Quand le souvenir devient une leçon de vigilance

Des étudiants de tout Monaco se sont réunis cette semaine à l’amphithéâtre du Collège Charles III pour une journée d’études dédiée à l’occasion de la Journée Internationale du Souvenir des Victimes de la Shoah, un moment de réflexion annuel qui continue de revêtir une forte signification pédagogique au sein de la Principauté…

Organisé dans le cadre des initiatives menées par le Conseil de l’Europe, l’événement a réuni des élèves du secondaire inférieur au secondaire supérieur pour une série de quatre présentations structurées explorant les crimes contre l’humanité, avec un accent particulier sur l’Holocauste. Le programme a abordé le sujet sous des angles juridiques, historiques et philosophiques, encourageant les étudiants à s’engager de manière critique dans l’un des chapitres les plus sombres de l’histoire européenne du XXe siècle.

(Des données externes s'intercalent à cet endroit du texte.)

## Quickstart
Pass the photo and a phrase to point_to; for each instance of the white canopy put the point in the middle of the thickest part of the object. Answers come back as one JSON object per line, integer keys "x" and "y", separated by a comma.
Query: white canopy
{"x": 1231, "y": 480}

Les intervenants ont rappelé l’ampleur du génocide perpétré par l’Allemagne nazie, au cours duquel six millions de Juifs, soit les deux tiers de la population juive d’Europe de l’époque, ont été assassinés. Au-delà des statistiques, les discussions visaient à approfondir la compréhension des mécanismes qui ont conduit aux persécutions, à la déportation et au génocide, tout en examinant le long processus de reconstruction auquel ont été confrontées les communautés juives en France et au-delà dans les années qui ont suivi la Seconde Guerre mondiale.

Les enseignants impliqués dans l’initiative ont souligné l’importance de relier la mémoire historique aux problèmes contemporains, notant que le concept de crimes contre l’humanité reste tragiquement pertinent dans le contexte mondial actuel. En confrontant directement ces thématiques, la journée d’étude a cherché à favoriser la réflexion, la vigilance et le civisme des jeunes.

Le message fait écho aux paroles du prix Nobel de la paix Elie Wiesel, souvent citées lors des commémorations de la Shoah ; oublier les morts, prévenait-il, ce serait les tuer une seconde fois.